Politics

After the Big Think

What Barack Obama learned on his vacation.

Obama on vacation

During Barack Obama’s vacation, we got a chance to see him eat shave ice with his daughters, play golf and body surf. But did he get a chance to think? Did he reacquaint himself with the “big picture” he worried he’d lost on the campaign trail? In short, did he heed this wise advice?

The short answer is, I don’t know—especially to that last question. But I have discovered a few things about what he appears to have learned while on vacation.

1.Keep it big: According to aides, Obama returned from Hawaii resolved to put even more emphasis on an earlier theme: This is a turning-point election. Big issues are at stake. By stressing the enormity of the problems the nation faces, Obama hopes to show Americans that he understands how unhappy they are with the country’s direction. But he also hopes to rebuild an appetite for change, the strongest element of his brand. Only through a wholesale rethinking of the current political system—a rethinking that Obama has promised—can such large problems be solved. One of the campaign’s main messages has always been “change vs. more of the same.” Now we’re going to hear it even more.

2.Show them how you feel: Speaking in Albuquerque, N.M., Monday about equal pay for women, Obama said that he didn’t want his daughters “to ever confront a situation where they are disadvantaged because of their gender. The thought of it makes my blood boil.” Really? Perhaps he watched Jack Cafferty while on vacation, because that’s not the way the senator usually speaks, and you won’t find that kind of language on his Web site. When he’s spoken about pay equity before, he’s mentioned his daughters, but he hasn’t reached even a simmer.

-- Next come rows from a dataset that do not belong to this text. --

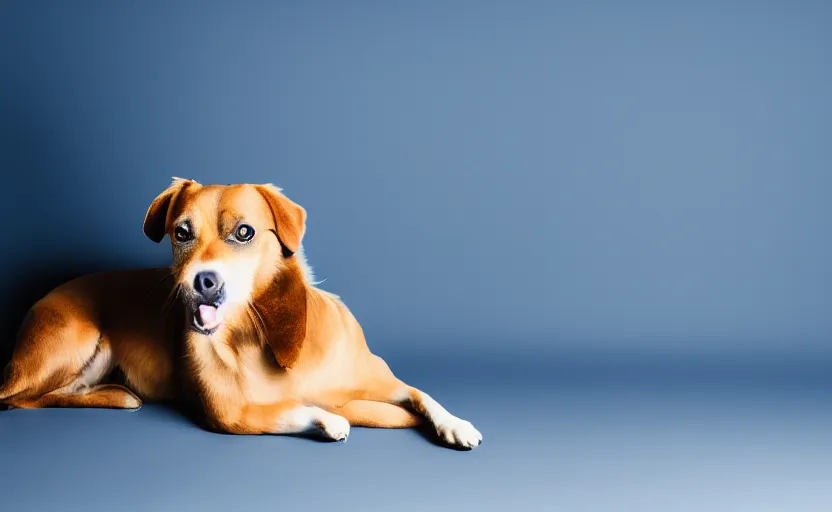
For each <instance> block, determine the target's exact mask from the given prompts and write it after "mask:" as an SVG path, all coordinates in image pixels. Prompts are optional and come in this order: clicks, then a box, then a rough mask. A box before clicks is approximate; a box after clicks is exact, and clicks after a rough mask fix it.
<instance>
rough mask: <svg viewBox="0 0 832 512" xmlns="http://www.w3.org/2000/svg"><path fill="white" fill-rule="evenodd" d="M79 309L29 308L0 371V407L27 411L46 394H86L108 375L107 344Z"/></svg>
mask: <svg viewBox="0 0 832 512" xmlns="http://www.w3.org/2000/svg"><path fill="white" fill-rule="evenodd" d="M81 309H82V308H79V307H78V305H76V304H71V303H68V301H64V300H51V301H43V302H41V303H38V304H36V305H35V306H34V307H33V308H32V310H31V311H30V313H29V315H27V317H26V319H25V320H24V322H23V326H22V327H21V330H20V335H19V337H18V343H17V346H16V347H15V350H14V354H13V355H12V360H11V362H10V363H9V364H8V366H7V367H6V371H5V374H6V375H5V381H4V383H3V385H2V386H0V403H5V404H7V405H10V406H13V407H18V406H20V405H22V404H29V405H30V406H32V405H34V404H38V403H40V402H39V401H38V399H39V398H41V397H44V396H46V395H48V394H50V393H53V394H54V393H57V394H60V395H65V394H72V395H75V394H83V393H88V392H89V391H90V389H91V388H92V387H93V386H95V385H96V384H98V383H99V382H100V381H101V379H102V378H103V377H104V376H105V375H106V374H107V373H109V372H110V370H112V366H113V364H112V353H111V350H110V345H109V343H108V342H107V340H106V339H104V338H103V336H102V334H101V332H100V329H99V328H98V326H97V325H96V323H95V322H93V321H92V320H91V319H89V318H87V317H86V316H85V315H84V314H83V311H80V310H81ZM44 403H49V400H47V401H46V402H44ZM55 403H57V402H55Z"/></svg>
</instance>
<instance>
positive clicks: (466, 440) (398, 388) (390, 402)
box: [353, 378, 482, 449]
mask: <svg viewBox="0 0 832 512" xmlns="http://www.w3.org/2000/svg"><path fill="white" fill-rule="evenodd" d="M353 397H354V398H357V399H362V400H372V401H376V402H386V403H390V404H394V405H398V406H400V407H404V408H406V409H409V410H411V411H413V412H415V413H417V414H419V415H421V416H423V417H424V418H425V419H427V420H428V421H429V422H430V423H431V425H433V428H434V429H435V430H436V434H437V435H438V436H439V438H440V439H442V440H443V441H444V442H445V443H447V444H448V445H449V446H456V447H459V448H463V449H471V448H476V447H477V446H479V445H480V443H481V442H482V434H480V432H479V431H478V430H477V429H476V428H474V425H472V424H471V422H469V421H466V420H463V419H462V418H458V417H456V416H454V415H453V414H451V413H450V412H448V410H447V409H445V408H444V407H442V405H441V404H440V403H439V402H437V401H436V400H434V399H433V397H431V396H430V395H428V394H427V393H425V392H424V391H421V390H419V389H416V388H414V387H412V386H408V385H407V384H405V383H403V382H402V381H400V380H398V379H396V378H386V379H383V380H374V381H368V382H366V383H365V385H364V386H363V388H362V389H360V390H358V391H357V392H356V393H354V394H353Z"/></svg>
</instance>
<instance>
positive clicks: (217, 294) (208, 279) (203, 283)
mask: <svg viewBox="0 0 832 512" xmlns="http://www.w3.org/2000/svg"><path fill="white" fill-rule="evenodd" d="M222 285H223V282H222V278H221V277H220V275H219V274H217V273H216V272H200V273H199V274H197V275H196V278H195V279H194V291H195V292H196V293H198V294H200V295H201V296H202V297H203V298H204V299H205V300H208V301H212V302H213V301H216V300H218V299H219V298H220V294H221V292H222Z"/></svg>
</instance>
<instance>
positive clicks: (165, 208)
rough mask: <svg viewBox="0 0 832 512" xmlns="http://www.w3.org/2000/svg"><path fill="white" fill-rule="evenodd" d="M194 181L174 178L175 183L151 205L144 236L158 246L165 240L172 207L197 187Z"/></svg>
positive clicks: (171, 183)
mask: <svg viewBox="0 0 832 512" xmlns="http://www.w3.org/2000/svg"><path fill="white" fill-rule="evenodd" d="M196 184H197V182H195V181H194V180H186V179H182V178H173V183H171V184H170V186H169V187H168V188H167V189H166V190H165V191H164V192H162V193H161V194H159V196H158V197H157V198H156V199H154V200H153V202H152V203H150V208H148V209H147V213H146V214H145V216H144V234H145V235H147V237H148V238H149V239H151V240H153V241H154V242H156V243H157V244H158V243H159V242H161V241H162V239H164V238H165V233H167V227H168V221H169V220H170V218H169V217H170V213H171V206H173V205H175V204H176V198H177V197H179V195H180V194H181V193H182V192H183V191H184V190H185V189H186V188H188V187H190V186H191V185H196Z"/></svg>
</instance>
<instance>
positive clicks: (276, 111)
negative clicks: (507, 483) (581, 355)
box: [0, 0, 832, 354]
mask: <svg viewBox="0 0 832 512" xmlns="http://www.w3.org/2000/svg"><path fill="white" fill-rule="evenodd" d="M30 4H31V3H30V2H4V3H3V4H2V10H1V11H0V13H2V14H1V15H0V52H1V53H0V55H2V60H0V62H2V66H1V67H0V74H2V94H0V105H1V106H2V120H3V121H2V126H3V129H4V134H3V139H2V143H3V146H4V147H3V151H2V158H3V160H2V170H3V173H4V176H5V178H4V181H5V183H4V189H5V191H4V200H3V208H4V209H5V210H4V212H3V217H4V219H6V220H5V222H4V229H5V233H4V240H5V242H4V246H5V250H4V251H3V252H2V255H0V258H2V267H3V269H4V272H3V276H2V283H1V284H2V293H0V296H2V298H3V300H4V301H12V302H13V303H14V304H17V303H18V301H19V300H20V298H21V297H24V296H25V298H26V299H27V300H31V299H32V298H33V297H32V294H31V293H30V292H29V290H30V287H29V286H28V285H27V283H28V280H29V279H35V280H40V279H41V278H42V276H44V275H52V274H55V275H56V276H57V277H62V276H63V275H64V274H67V273H68V274H74V273H78V272H81V271H87V270H95V269H97V268H103V267H112V266H135V265H139V266H145V265H160V264H164V263H166V262H167V261H168V259H169V255H168V248H167V247H166V246H158V247H157V246H155V245H154V244H153V243H152V242H150V241H149V240H147V239H145V238H144V237H143V235H142V231H141V221H142V218H143V215H144V212H145V209H146V207H147V205H148V204H149V202H150V200H151V199H152V198H153V197H154V196H155V194H156V193H158V192H159V191H160V190H162V189H163V188H164V187H165V186H166V185H167V184H168V181H169V178H170V176H173V175H176V176H180V175H181V176H185V177H193V178H195V179H197V180H201V181H204V182H221V183H226V182H238V181H248V182H263V181H266V182H275V183H276V184H278V185H279V186H282V187H283V188H284V189H285V190H286V192H287V194H289V195H290V197H292V198H294V199H295V200H297V201H298V202H300V203H301V204H302V205H304V206H305V207H307V209H308V211H309V231H308V238H307V239H306V246H307V251H308V255H309V257H310V260H311V262H312V264H313V265H314V266H315V268H316V269H317V270H318V272H319V274H320V276H321V277H325V278H327V281H326V284H325V287H327V288H329V289H331V290H332V291H334V292H336V293H339V294H341V295H342V296H343V297H344V298H345V299H346V301H347V303H348V304H349V305H351V307H352V308H353V309H354V310H355V312H356V314H357V315H358V316H359V318H360V319H361V320H362V321H363V323H364V324H365V326H366V328H367V330H368V333H369V335H370V336H371V338H372V340H373V343H374V344H375V345H377V346H378V347H381V348H382V349H383V350H399V349H400V348H401V349H407V350H410V349H414V350H419V351H424V350H433V349H434V348H436V347H445V348H447V347H452V348H454V349H459V350H460V351H469V350H487V349H488V348H490V347H499V348H500V349H506V350H511V351H515V350H535V351H539V350H546V351H549V350H560V349H568V350H571V349H580V350H624V351H627V350H631V349H639V350H641V349H643V350H647V351H662V352H672V351H682V350H684V351H696V352H700V351H727V350H736V351H754V352H757V353H759V352H758V351H769V350H771V351H781V352H788V353H792V354H793V353H795V352H806V353H816V352H828V351H829V346H828V343H827V342H828V340H829V338H830V334H832V315H830V314H829V303H830V298H832V286H830V285H831V284H832V275H830V271H829V262H830V261H832V242H830V238H829V233H830V232H832V230H830V219H832V206H830V205H831V204H832V203H830V201H829V197H830V193H832V173H831V172H830V170H829V162H830V159H832V144H830V134H831V133H830V124H832V122H831V121H830V120H831V119H832V110H830V105H831V104H832V101H830V94H829V91H830V90H832V72H830V60H831V59H830V44H832V41H830V36H829V30H828V28H829V26H830V23H831V22H832V16H830V9H829V8H828V7H827V6H826V5H824V3H822V2H816V3H814V4H813V3H811V2H798V3H794V2H785V1H782V2H775V1H768V2H764V3H760V2H728V3H725V2H704V3H703V2H659V1H656V2H651V1H644V0H640V1H638V2H636V3H632V2H614V1H609V2H603V1H597V0H594V1H591V2H572V3H570V2H560V1H559V2H547V1H539V2H530V1H522V2H496V1H488V2H482V1H452V2H438V1H437V2H400V1H393V2H271V3H269V2H231V1H229V2H112V1H101V2H89V1H85V2H46V3H38V5H30ZM47 284H49V285H51V284H55V283H53V282H51V281H49V282H48V283H47ZM42 287H43V286H42V285H39V286H38V290H37V291H38V293H40V292H42V291H44V290H42V289H40V288H42ZM21 294H22V295H21ZM15 307H16V308H17V309H15V311H16V313H17V314H18V315H19V313H20V311H19V306H15ZM426 319H427V321H426ZM4 320H7V319H4ZM13 320H15V321H17V320H19V318H14V319H13Z"/></svg>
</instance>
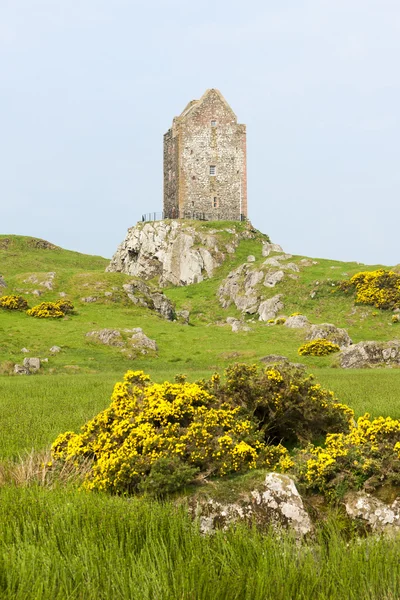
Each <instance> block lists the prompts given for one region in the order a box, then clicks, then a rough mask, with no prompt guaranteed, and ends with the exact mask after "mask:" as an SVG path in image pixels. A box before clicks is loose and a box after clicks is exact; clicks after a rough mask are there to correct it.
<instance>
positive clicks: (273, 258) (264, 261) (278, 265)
mask: <svg viewBox="0 0 400 600" xmlns="http://www.w3.org/2000/svg"><path fill="white" fill-rule="evenodd" d="M263 265H266V266H267V267H277V268H278V269H280V268H282V265H281V263H280V262H279V260H278V258H277V257H276V256H273V257H272V258H267V260H265V261H264V262H263Z"/></svg>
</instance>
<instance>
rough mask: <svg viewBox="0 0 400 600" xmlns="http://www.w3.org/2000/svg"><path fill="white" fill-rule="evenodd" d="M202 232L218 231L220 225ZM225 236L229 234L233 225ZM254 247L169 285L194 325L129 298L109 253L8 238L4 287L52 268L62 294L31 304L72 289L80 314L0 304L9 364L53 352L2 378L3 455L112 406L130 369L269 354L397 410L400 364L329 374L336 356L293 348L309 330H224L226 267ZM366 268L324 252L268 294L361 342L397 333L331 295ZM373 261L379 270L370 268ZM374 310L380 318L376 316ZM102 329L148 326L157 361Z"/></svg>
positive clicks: (329, 373) (20, 280) (82, 421)
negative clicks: (196, 278)
mask: <svg viewBox="0 0 400 600" xmlns="http://www.w3.org/2000/svg"><path fill="white" fill-rule="evenodd" d="M201 227H202V228H204V227H206V228H207V227H215V224H202V225H201ZM223 235H224V236H225V237H229V234H227V233H226V232H224V233H223ZM5 240H8V241H5ZM249 254H253V255H254V256H255V257H256V263H255V264H256V265H257V264H261V263H262V262H263V261H264V260H265V259H264V258H263V257H262V256H261V239H260V237H259V238H258V239H255V240H244V241H242V242H241V244H240V246H239V248H238V249H237V252H236V253H235V255H232V256H229V257H228V259H227V261H226V263H225V264H224V265H222V267H220V268H219V269H218V270H217V272H216V274H215V277H214V278H213V279H210V280H208V281H204V282H202V283H200V284H196V285H191V286H187V287H182V288H170V289H167V290H165V293H166V294H167V295H168V296H169V297H170V298H171V299H172V300H173V301H174V302H175V303H176V306H177V308H178V309H183V308H187V309H189V310H190V311H191V325H190V326H183V325H181V324H179V323H176V322H174V323H170V322H166V321H164V320H163V319H161V318H160V317H158V316H157V315H156V314H154V313H152V312H151V311H149V310H147V309H143V308H137V307H135V306H134V305H132V303H130V301H129V300H128V299H127V298H126V296H125V294H124V293H123V290H122V285H123V283H125V282H126V281H129V279H130V277H128V276H126V275H124V274H121V273H105V272H104V269H105V267H106V265H107V264H108V261H107V260H106V259H103V258H101V257H92V256H86V255H83V254H79V253H76V252H70V251H66V250H62V249H59V248H53V249H40V248H39V249H38V248H37V247H36V242H35V240H34V239H32V238H23V237H20V236H0V273H1V274H2V275H3V277H4V279H5V280H6V282H7V285H8V287H7V289H6V290H5V291H4V293H10V292H12V291H19V292H20V293H25V292H32V291H33V290H34V289H43V288H40V286H39V285H38V284H37V283H29V282H28V283H27V282H26V281H25V280H27V279H28V277H29V276H30V275H32V274H36V276H37V278H38V279H39V280H45V279H46V273H48V272H50V271H53V272H56V277H55V280H54V290H53V291H45V290H44V291H45V293H43V295H42V296H41V298H40V299H38V298H36V297H35V296H33V295H32V294H31V293H30V294H27V295H26V298H27V299H28V302H29V304H30V305H31V306H32V305H33V304H36V303H38V302H40V301H42V300H53V299H56V298H58V297H59V292H61V291H64V292H66V293H67V294H68V298H70V299H71V300H72V301H73V302H74V304H75V306H76V309H77V315H75V316H71V317H68V318H66V319H64V320H54V321H52V320H39V319H33V318H31V317H28V316H27V315H25V314H23V313H9V312H7V311H0V365H3V369H4V370H5V369H6V368H7V367H8V366H9V363H15V362H22V360H23V358H24V356H25V355H24V354H22V353H21V349H22V348H23V347H26V348H28V349H29V350H30V354H29V355H30V356H40V357H41V358H44V357H46V358H49V362H48V363H44V366H43V371H42V374H41V375H39V376H36V377H30V378H24V377H7V376H1V375H0V417H1V420H2V422H3V423H4V424H6V426H7V428H8V431H9V433H8V435H7V436H5V438H4V441H3V447H2V448H0V455H3V456H15V454H16V453H18V452H20V451H22V450H24V449H31V448H32V447H35V448H42V447H44V446H46V445H48V444H49V443H50V442H51V440H52V439H54V435H55V434H56V433H57V432H59V431H60V430H66V429H77V428H78V427H79V425H80V424H81V423H82V422H83V421H84V420H86V419H87V418H89V417H91V416H93V414H95V413H96V412H97V411H98V410H99V409H101V408H103V407H104V406H106V405H107V403H108V400H109V395H110V391H111V388H112V384H113V383H114V382H115V381H117V380H119V379H120V378H121V376H122V374H123V372H124V371H126V370H127V369H128V368H141V369H144V370H145V371H146V372H149V373H150V374H151V376H152V378H153V379H154V380H156V381H160V380H163V379H166V378H173V377H174V375H175V374H176V373H182V372H184V373H186V374H187V375H188V378H189V379H192V380H193V379H196V378H199V377H203V376H207V375H209V374H210V373H211V372H213V371H214V370H216V369H223V368H224V367H225V366H227V365H228V364H229V363H231V362H233V361H256V360H258V359H259V358H261V357H262V356H265V355H266V354H271V353H274V354H283V355H285V356H288V357H289V359H291V360H295V361H297V362H303V363H304V364H305V365H306V366H307V369H309V370H311V371H312V372H314V373H315V374H316V376H317V378H318V379H319V380H320V381H322V383H324V384H325V385H327V386H328V387H330V388H331V389H333V390H335V391H336V392H337V394H338V396H339V398H340V399H341V400H342V401H344V402H347V403H348V404H350V405H351V406H353V407H354V408H355V409H356V411H357V412H358V413H362V412H364V411H365V410H370V411H371V412H372V413H374V414H391V415H392V416H394V417H400V409H399V408H398V407H399V406H400V403H399V401H400V371H399V370H379V371H376V370H374V371H361V372H360V371H343V370H340V369H331V368H330V365H331V364H332V361H333V359H332V357H324V358H311V357H301V358H300V357H299V356H298V354H297V348H298V347H299V345H300V344H301V343H302V341H303V336H304V333H302V332H301V330H290V329H287V328H286V327H283V326H273V327H267V326H266V325H265V324H264V323H259V322H251V323H250V325H251V327H252V331H250V332H241V333H233V332H232V331H231V328H230V327H229V326H228V325H223V322H224V321H225V319H226V317H227V316H230V315H231V316H240V315H239V313H238V311H237V310H236V309H235V308H234V307H230V308H229V309H227V310H225V309H223V308H222V307H221V306H220V305H219V303H218V300H217V296H216V292H217V289H218V287H219V285H220V282H221V280H222V279H223V278H224V277H226V275H227V274H228V273H229V271H230V270H231V269H232V268H235V267H236V266H238V265H240V264H241V263H243V262H244V261H245V260H246V258H247V256H248V255H249ZM301 258H302V257H300V256H299V257H297V256H296V257H293V259H291V260H292V261H293V262H299V261H300V259H301ZM364 268H365V267H364V266H363V265H359V264H357V263H341V262H337V261H329V260H323V259H318V261H317V264H316V265H313V266H311V267H306V268H302V269H301V273H300V279H299V280H298V281H294V280H290V279H287V280H286V281H283V282H282V283H281V284H278V285H277V286H276V287H275V288H274V289H271V290H268V291H267V294H269V295H270V296H273V295H275V294H276V293H278V292H279V293H282V294H283V295H284V301H285V310H284V312H285V314H291V313H292V312H295V311H298V312H302V313H303V314H305V315H306V316H307V317H308V318H309V320H310V321H311V322H313V323H318V322H331V323H334V324H336V325H338V326H342V327H346V328H347V329H348V331H349V333H350V335H351V336H352V338H353V340H354V341H355V342H357V341H359V340H363V339H379V340H389V339H393V338H394V337H396V334H397V335H398V333H397V330H396V326H394V325H392V323H391V320H390V315H389V314H388V313H385V312H383V311H381V312H380V311H376V310H374V309H372V308H369V307H354V305H353V302H352V300H351V298H348V297H345V296H341V295H339V294H336V293H332V290H335V289H336V286H333V285H332V284H333V283H335V281H337V280H340V279H344V278H347V277H348V276H351V275H352V274H353V273H356V272H358V271H360V270H362V269H364ZM372 268H375V267H368V269H372ZM317 281H318V282H319V284H318V285H317V284H316V282H317ZM106 291H111V292H112V293H113V296H112V298H111V299H110V298H108V297H106V296H104V292H106ZM312 291H316V292H317V294H316V297H315V298H314V299H311V298H310V293H311V292H312ZM87 296H98V298H99V300H98V301H97V302H96V303H90V304H88V303H84V302H82V301H81V298H82V297H87ZM373 313H378V314H376V316H373ZM218 322H219V324H218ZM103 327H120V328H125V327H129V328H131V327H142V328H143V330H144V331H145V333H146V334H147V335H148V336H149V337H151V338H154V339H156V340H157V343H158V345H159V356H158V358H146V357H144V358H142V359H139V360H135V361H132V360H129V359H128V358H126V357H124V356H123V355H122V354H121V352H120V350H119V349H117V348H109V347H105V346H99V345H96V344H93V343H90V342H88V341H87V339H86V338H85V334H86V333H87V332H88V331H91V330H94V329H99V328H103ZM53 345H58V346H61V347H62V352H61V353H60V354H58V355H55V356H51V355H50V354H49V348H50V347H51V346H53ZM71 374H73V375H74V376H73V377H72V376H71ZM16 414H19V415H20V418H19V426H18V428H16V427H15V416H16ZM32 423H35V426H34V427H32V426H31V425H32Z"/></svg>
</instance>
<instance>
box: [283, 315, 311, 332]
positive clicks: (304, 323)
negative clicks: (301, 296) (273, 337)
mask: <svg viewBox="0 0 400 600" xmlns="http://www.w3.org/2000/svg"><path fill="white" fill-rule="evenodd" d="M284 325H285V327H289V328H290V329H305V328H306V327H310V321H309V320H308V319H307V317H306V316H305V315H293V316H292V317H288V318H287V319H286V321H285V323H284Z"/></svg>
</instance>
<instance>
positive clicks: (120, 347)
mask: <svg viewBox="0 0 400 600" xmlns="http://www.w3.org/2000/svg"><path fill="white" fill-rule="evenodd" d="M86 337H88V338H91V339H92V340H93V341H95V342H98V343H100V344H105V345H106V346H115V347H117V348H121V349H122V350H123V352H125V351H128V352H131V351H133V354H132V353H131V354H130V357H131V358H134V357H135V356H137V355H138V354H155V353H156V352H157V350H158V347H157V344H156V342H155V341H154V340H151V339H150V338H148V337H147V335H145V333H143V329H141V327H134V328H133V329H122V330H120V329H100V330H98V331H89V333H87V334H86Z"/></svg>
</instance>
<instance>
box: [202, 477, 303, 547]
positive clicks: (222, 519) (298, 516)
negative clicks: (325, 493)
mask: <svg viewBox="0 0 400 600" xmlns="http://www.w3.org/2000/svg"><path fill="white" fill-rule="evenodd" d="M191 510H192V514H194V515H195V516H196V517H197V518H198V519H199V523H200V530H201V531H202V533H204V534H207V533H213V532H214V531H215V530H216V529H226V528H227V527H228V526H229V525H230V524H232V523H235V522H237V521H243V522H245V523H248V524H249V525H250V524H255V525H257V526H258V527H260V528H261V529H266V528H268V527H269V526H272V527H274V528H276V529H278V530H279V529H281V528H286V529H291V530H292V531H293V532H294V534H295V536H296V537H297V538H302V537H304V536H305V535H307V534H309V533H311V531H312V529H313V527H312V524H311V520H310V517H309V516H308V514H307V512H306V510H305V508H304V505H303V501H302V499H301V497H300V495H299V493H298V491H297V489H296V486H295V484H294V482H293V480H292V479H291V478H290V477H288V476H287V475H281V474H279V473H268V474H267V476H266V478H265V481H264V484H263V485H260V486H258V487H257V489H255V490H253V491H252V492H251V493H250V494H248V495H244V496H242V497H241V498H240V500H239V499H238V500H236V502H233V503H222V502H217V501H215V500H213V499H207V500H201V501H198V502H197V503H196V505H195V506H192V507H191Z"/></svg>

This little rhetorical flash of passion connected with something I’ve been hearing from Obama aides lately. One of the challenges for the Obama campaign is showing that a man of his unusual background shares the values and concerns of “regular Americans.” (Mark Penn focused on this difficulty in his famous strategy memo that argued Obama wasn’t “fundamentally American.”) The campaign has tried various ways to show Obama’s core. They’ve used ads in which he’s said the word “values” a lot, and they’ve highlighted his biography.

But talking about the temperature of his blood is a whole new way for Obama to connect with voters. He’s showing that he can get emotional about the same things everybody gets emotional about. He’s not just saying he’s going to solve their problems, he’s showing voters he’s as impatient with them as they are. It’s a quality he wants in his vice president, too. “I want somebody who is mad right now, that people are losing their jobs,” Obama said Tuesday in North Carolina, “mad right now that people have seen their incomes decline.” Says a senior Obama aide:“The values argument is best conveyed by showing people what he’ll fight for.” If the strategy sounds familiar, that’s because Hillary used it, too.

3.Stay in McCain’s face: Obama has been going after John McCain since before he won the Democratic nomination. It was, for a time, part of the compulsory primary exercises to show that he was tough enough to handle the Democratic nomination. Before he left for vacation, he was hitting McCain on energy policy and, more pointedly, suggesting that McCain was trying to use his race against him.

But in the last few days he’s made his attacks even sharper, emphasizing the link between McCain and Bush and portraying McCain as a poll-driven Washington insider out of touch with regular people. In perhaps the most aggressive attack on his opponent’s values, he raised questions about McCain’s honor. “I have never suggested, and never will, that Sen. McCain picks his positions on national security based on politics or personal ambition,” he said. “I have not suggested it because I believe that he genuinely wants to serve America’s national interest. Now, it’s time for him to acknowledge that I want to do the same.”

Barack Obama probably won’t get another chance to have a big think until his next vacation. Then he’ll either be resigning himself to a few more years as a book-writing senator or puzzling over how to set the course for the most powerful nation on the planet.